What it is
MLflow is the de facto open-source standard for ML experiment tracking, model registry, and deployment — used by tens of thousands of teams. Databricks has extended it heavily into LLM territory: auto-tracing across major frameworks, LLM-as-judge built in, prompt versioning, and evaluation runs that integrate with the existing MLflow run/artifact model.
Free under Apache 2.0. Databricks-hosted MLflow comes with the Databricks platform.
Where it shines
- Footprint. MLflow is already running in your environment. That's not a feature, but it is the strongest argument for using it.

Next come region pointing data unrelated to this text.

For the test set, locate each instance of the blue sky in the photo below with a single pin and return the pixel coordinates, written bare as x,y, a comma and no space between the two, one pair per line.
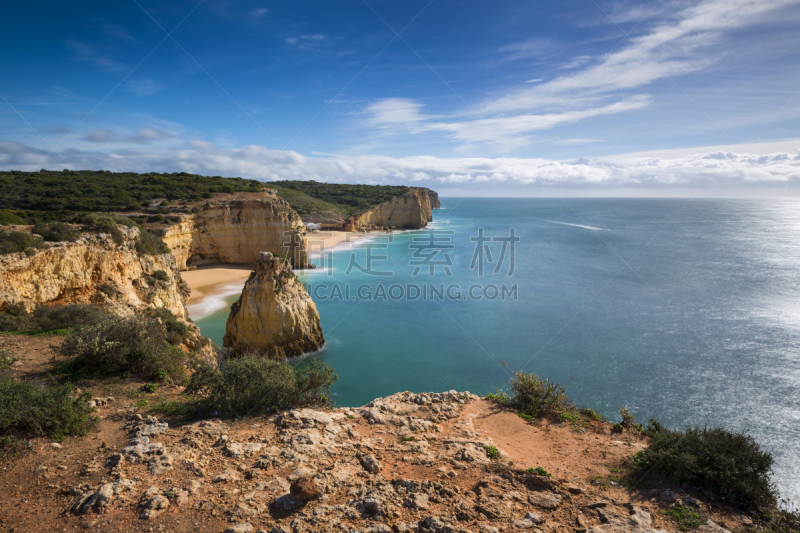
582,97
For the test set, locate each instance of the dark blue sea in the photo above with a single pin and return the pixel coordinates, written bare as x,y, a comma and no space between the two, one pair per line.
684,311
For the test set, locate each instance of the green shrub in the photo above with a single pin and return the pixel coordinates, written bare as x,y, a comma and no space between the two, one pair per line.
56,231
46,318
7,218
591,414
628,420
54,411
17,241
134,345
149,243
250,385
176,330
730,464
534,396
491,451
686,518
539,471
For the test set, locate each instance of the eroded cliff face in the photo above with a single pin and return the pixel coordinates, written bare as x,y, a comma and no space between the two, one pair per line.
409,211
236,232
274,316
94,270
434,198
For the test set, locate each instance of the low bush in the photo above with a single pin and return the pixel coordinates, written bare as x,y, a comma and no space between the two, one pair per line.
55,411
730,464
533,396
46,318
133,345
176,330
249,385
56,231
31,409
491,451
17,241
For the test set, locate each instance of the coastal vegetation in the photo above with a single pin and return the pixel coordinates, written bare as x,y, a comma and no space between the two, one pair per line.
250,385
727,463
312,197
48,195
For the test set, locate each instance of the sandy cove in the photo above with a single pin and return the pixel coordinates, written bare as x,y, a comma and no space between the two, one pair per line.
214,280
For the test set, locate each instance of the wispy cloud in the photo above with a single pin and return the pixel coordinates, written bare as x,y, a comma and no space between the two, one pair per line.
700,170
312,41
112,30
87,53
259,12
144,86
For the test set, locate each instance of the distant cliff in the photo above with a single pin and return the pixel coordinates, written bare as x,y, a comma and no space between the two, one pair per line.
408,211
274,316
434,197
237,231
94,270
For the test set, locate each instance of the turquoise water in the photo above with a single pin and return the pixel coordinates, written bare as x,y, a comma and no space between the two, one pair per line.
684,311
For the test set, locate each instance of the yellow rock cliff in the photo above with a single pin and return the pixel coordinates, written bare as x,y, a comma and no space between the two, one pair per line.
94,270
274,316
236,232
408,211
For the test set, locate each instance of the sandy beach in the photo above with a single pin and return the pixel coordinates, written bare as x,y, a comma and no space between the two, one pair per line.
211,283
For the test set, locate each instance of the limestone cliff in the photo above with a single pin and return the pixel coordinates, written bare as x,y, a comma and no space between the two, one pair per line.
94,270
237,231
274,316
434,197
408,211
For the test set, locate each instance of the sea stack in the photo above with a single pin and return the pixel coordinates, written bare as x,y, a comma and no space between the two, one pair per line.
274,317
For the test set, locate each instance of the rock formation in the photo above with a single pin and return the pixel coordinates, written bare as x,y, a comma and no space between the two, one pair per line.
434,197
275,315
94,270
409,211
414,463
237,231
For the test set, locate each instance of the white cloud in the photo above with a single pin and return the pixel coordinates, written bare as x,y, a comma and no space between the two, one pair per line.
718,170
86,53
674,48
505,130
393,112
144,86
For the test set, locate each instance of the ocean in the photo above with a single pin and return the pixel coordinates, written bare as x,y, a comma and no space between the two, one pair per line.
684,311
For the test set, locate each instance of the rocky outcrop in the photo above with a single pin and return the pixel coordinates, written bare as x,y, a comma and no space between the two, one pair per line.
94,270
414,463
274,316
237,231
434,197
408,211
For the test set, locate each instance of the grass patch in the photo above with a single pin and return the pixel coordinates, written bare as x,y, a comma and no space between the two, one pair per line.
179,407
730,464
533,396
686,518
492,451
539,471
249,385
120,346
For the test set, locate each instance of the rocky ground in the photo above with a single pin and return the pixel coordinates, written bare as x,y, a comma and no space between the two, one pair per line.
409,462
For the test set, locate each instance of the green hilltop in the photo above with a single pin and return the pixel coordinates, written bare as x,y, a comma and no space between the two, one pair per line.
47,195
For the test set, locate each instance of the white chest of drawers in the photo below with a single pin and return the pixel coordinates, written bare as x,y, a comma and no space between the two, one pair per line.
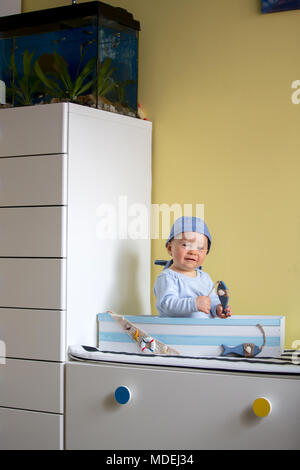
58,164
172,408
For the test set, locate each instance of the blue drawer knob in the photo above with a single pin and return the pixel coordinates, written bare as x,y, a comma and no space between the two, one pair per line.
122,395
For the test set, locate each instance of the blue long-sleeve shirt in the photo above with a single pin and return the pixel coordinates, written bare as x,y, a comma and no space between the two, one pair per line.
176,294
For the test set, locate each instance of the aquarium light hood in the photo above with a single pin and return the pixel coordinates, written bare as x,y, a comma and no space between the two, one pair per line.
62,18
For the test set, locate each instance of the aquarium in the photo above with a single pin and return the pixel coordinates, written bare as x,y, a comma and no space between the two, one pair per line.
85,53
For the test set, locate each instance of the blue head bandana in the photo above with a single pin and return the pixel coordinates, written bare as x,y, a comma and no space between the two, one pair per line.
189,224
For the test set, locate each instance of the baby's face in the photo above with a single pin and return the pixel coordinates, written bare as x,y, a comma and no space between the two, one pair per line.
188,251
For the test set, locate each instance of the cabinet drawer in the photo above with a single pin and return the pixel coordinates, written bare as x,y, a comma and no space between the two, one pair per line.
33,130
176,409
32,283
29,430
33,231
33,334
30,181
32,385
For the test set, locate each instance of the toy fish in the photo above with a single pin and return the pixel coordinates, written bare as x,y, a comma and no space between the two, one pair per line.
223,294
142,339
245,349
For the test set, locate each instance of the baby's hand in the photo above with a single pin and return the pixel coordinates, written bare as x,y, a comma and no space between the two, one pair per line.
203,303
221,314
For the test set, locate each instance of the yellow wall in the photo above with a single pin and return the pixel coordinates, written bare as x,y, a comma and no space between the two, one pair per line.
215,79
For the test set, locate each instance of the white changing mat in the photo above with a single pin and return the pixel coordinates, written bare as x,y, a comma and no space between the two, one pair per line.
287,363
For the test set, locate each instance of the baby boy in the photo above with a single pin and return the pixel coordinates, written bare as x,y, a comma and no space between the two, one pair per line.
183,289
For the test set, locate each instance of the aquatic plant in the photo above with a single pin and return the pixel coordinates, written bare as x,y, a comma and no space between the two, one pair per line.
120,87
24,87
59,82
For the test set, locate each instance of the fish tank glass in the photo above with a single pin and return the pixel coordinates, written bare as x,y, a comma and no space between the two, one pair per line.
84,53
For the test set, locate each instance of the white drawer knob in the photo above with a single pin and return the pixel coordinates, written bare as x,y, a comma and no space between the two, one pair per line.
262,407
122,395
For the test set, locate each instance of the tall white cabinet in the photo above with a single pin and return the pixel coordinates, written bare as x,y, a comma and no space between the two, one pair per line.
67,173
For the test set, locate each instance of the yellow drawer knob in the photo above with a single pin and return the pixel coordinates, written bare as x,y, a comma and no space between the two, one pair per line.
262,407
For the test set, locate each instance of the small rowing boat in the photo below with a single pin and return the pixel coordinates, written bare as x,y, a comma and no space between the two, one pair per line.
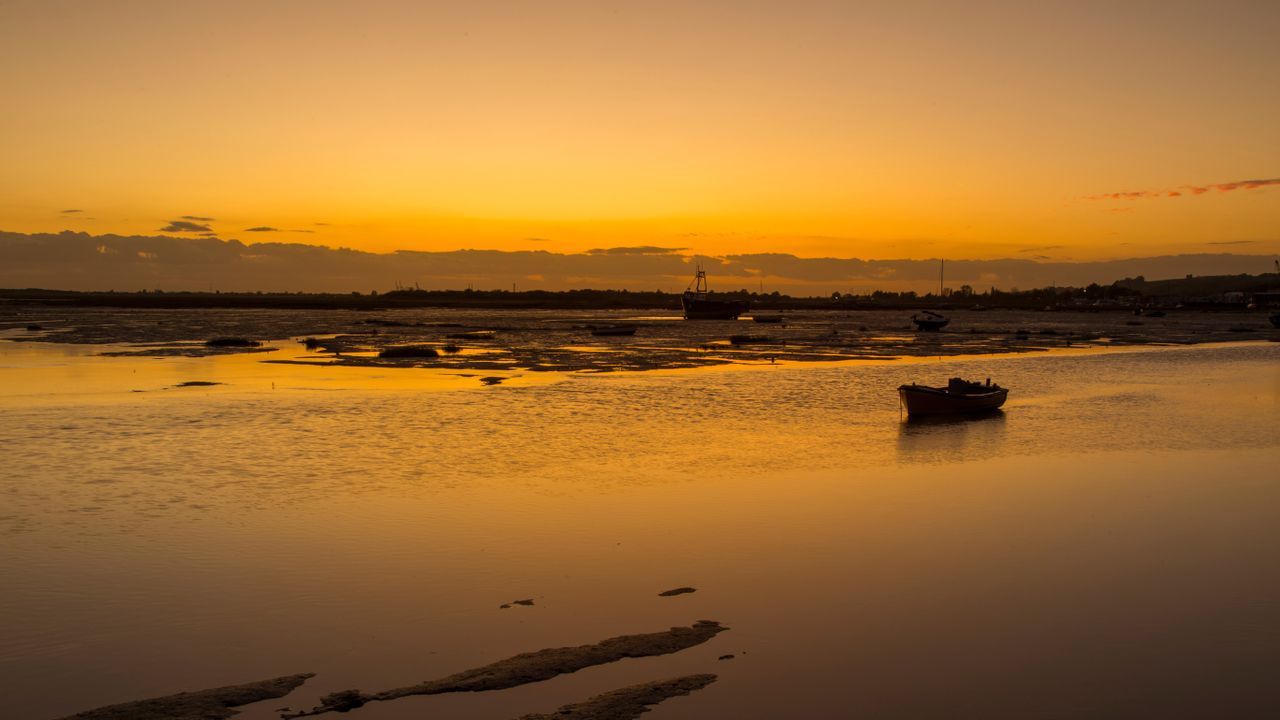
956,399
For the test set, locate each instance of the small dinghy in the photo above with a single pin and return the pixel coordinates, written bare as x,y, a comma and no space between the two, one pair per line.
958,397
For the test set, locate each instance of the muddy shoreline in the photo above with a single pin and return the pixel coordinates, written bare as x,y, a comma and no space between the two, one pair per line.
563,341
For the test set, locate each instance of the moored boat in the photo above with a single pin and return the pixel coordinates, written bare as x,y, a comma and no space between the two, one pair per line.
929,322
613,329
699,304
956,399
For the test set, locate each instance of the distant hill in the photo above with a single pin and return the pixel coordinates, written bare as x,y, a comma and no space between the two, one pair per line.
1202,286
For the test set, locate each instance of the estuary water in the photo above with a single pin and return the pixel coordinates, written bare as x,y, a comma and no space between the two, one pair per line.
1105,547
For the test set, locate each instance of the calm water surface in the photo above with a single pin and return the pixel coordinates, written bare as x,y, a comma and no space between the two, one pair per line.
1105,548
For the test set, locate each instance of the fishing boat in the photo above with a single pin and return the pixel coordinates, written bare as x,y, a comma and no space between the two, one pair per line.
929,322
613,329
699,304
958,397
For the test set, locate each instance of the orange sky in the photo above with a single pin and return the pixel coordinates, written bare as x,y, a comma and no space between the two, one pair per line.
906,130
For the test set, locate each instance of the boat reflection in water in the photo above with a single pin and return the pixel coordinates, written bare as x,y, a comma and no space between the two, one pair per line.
945,438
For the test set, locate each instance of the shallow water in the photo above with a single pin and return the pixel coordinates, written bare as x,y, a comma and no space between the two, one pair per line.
1102,548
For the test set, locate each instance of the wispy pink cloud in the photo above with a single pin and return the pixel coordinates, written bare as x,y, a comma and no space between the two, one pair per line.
1185,190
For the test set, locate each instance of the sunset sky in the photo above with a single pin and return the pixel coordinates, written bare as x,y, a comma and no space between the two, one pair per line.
1066,131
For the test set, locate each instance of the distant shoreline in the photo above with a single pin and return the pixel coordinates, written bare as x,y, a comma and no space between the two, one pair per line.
1068,299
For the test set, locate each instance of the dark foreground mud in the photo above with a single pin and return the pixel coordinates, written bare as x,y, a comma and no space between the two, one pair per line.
204,705
531,666
629,702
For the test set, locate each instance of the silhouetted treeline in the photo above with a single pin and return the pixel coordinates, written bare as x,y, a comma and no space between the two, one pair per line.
1228,288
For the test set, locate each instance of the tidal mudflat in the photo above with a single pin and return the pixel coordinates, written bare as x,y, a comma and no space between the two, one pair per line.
1101,548
565,341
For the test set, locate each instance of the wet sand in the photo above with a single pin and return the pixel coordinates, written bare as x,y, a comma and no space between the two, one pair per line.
1107,532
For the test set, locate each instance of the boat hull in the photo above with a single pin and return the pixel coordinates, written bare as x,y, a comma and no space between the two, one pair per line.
705,309
929,326
613,332
923,400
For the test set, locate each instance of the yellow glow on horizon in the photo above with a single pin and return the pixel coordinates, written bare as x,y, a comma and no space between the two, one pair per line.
827,131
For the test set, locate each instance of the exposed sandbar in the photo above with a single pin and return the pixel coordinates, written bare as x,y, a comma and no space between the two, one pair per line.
533,666
626,703
214,703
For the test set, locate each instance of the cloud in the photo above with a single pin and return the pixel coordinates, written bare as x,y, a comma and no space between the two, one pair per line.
186,260
183,226
636,250
1185,188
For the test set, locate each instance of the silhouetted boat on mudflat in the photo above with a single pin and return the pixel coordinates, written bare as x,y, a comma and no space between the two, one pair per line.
699,304
929,322
613,329
958,397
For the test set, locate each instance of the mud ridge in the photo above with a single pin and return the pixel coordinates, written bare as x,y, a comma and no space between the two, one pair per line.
626,703
214,703
531,666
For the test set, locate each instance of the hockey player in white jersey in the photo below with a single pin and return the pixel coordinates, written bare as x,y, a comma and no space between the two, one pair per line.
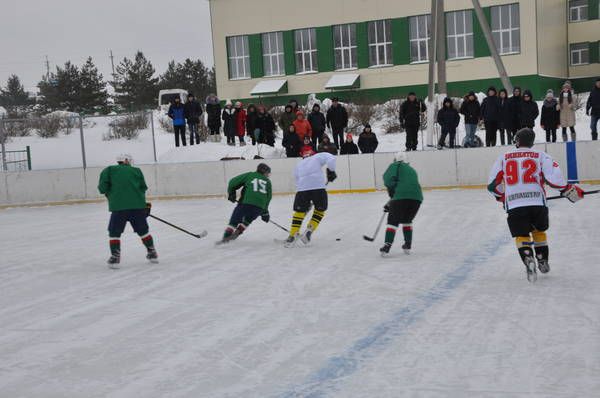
310,186
517,180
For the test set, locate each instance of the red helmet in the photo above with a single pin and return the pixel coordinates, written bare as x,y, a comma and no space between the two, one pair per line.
308,152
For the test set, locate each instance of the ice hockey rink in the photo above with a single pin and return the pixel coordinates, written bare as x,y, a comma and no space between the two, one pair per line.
457,318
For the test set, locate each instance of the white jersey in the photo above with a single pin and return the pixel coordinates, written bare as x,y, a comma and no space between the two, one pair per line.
309,172
520,175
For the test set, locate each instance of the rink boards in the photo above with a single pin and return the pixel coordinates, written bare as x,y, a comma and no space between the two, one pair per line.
356,173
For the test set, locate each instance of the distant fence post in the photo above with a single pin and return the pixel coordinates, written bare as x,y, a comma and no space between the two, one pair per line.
153,138
2,139
82,142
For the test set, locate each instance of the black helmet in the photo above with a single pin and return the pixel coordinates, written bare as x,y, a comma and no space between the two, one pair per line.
525,138
263,169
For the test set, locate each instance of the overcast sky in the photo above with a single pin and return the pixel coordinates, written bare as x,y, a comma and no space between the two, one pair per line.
75,29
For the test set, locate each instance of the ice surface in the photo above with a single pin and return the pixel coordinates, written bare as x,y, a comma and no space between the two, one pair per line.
456,318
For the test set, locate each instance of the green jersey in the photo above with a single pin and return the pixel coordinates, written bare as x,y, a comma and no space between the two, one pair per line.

- Auto-tracing. Wrap your LLM calls with one decorator, get spans automatically. The list of frameworks supported has grown faster than expected.
- Databricks integration. If your data and ML lifecycle live in Databricks, MLflow extending into LLMs lets you keep that consolidation.
Where it falls short
- Origin shows. The data model is "runs and artifacts," which fits ML training elegantly and LLM workflows awkwardly. Prompt management and dataset workflows feel grafted on.
- Setup overhead. "Just install it and start evaluating prompts" is more steps than Braintrust's free tier.
- Cross-functional gap. PMs do not open MLflow. The eval-first platforms have invested far more in non-engineer UX.
Bottom line
If your team already runs MLflow, extending it for LLM observability is the path of least resistance and a defensible choice. If you're starting fresh and your scope is LLM-only, the specialists (Braintrust, Langfuse, Opik) will deliver more value per dollar of attention.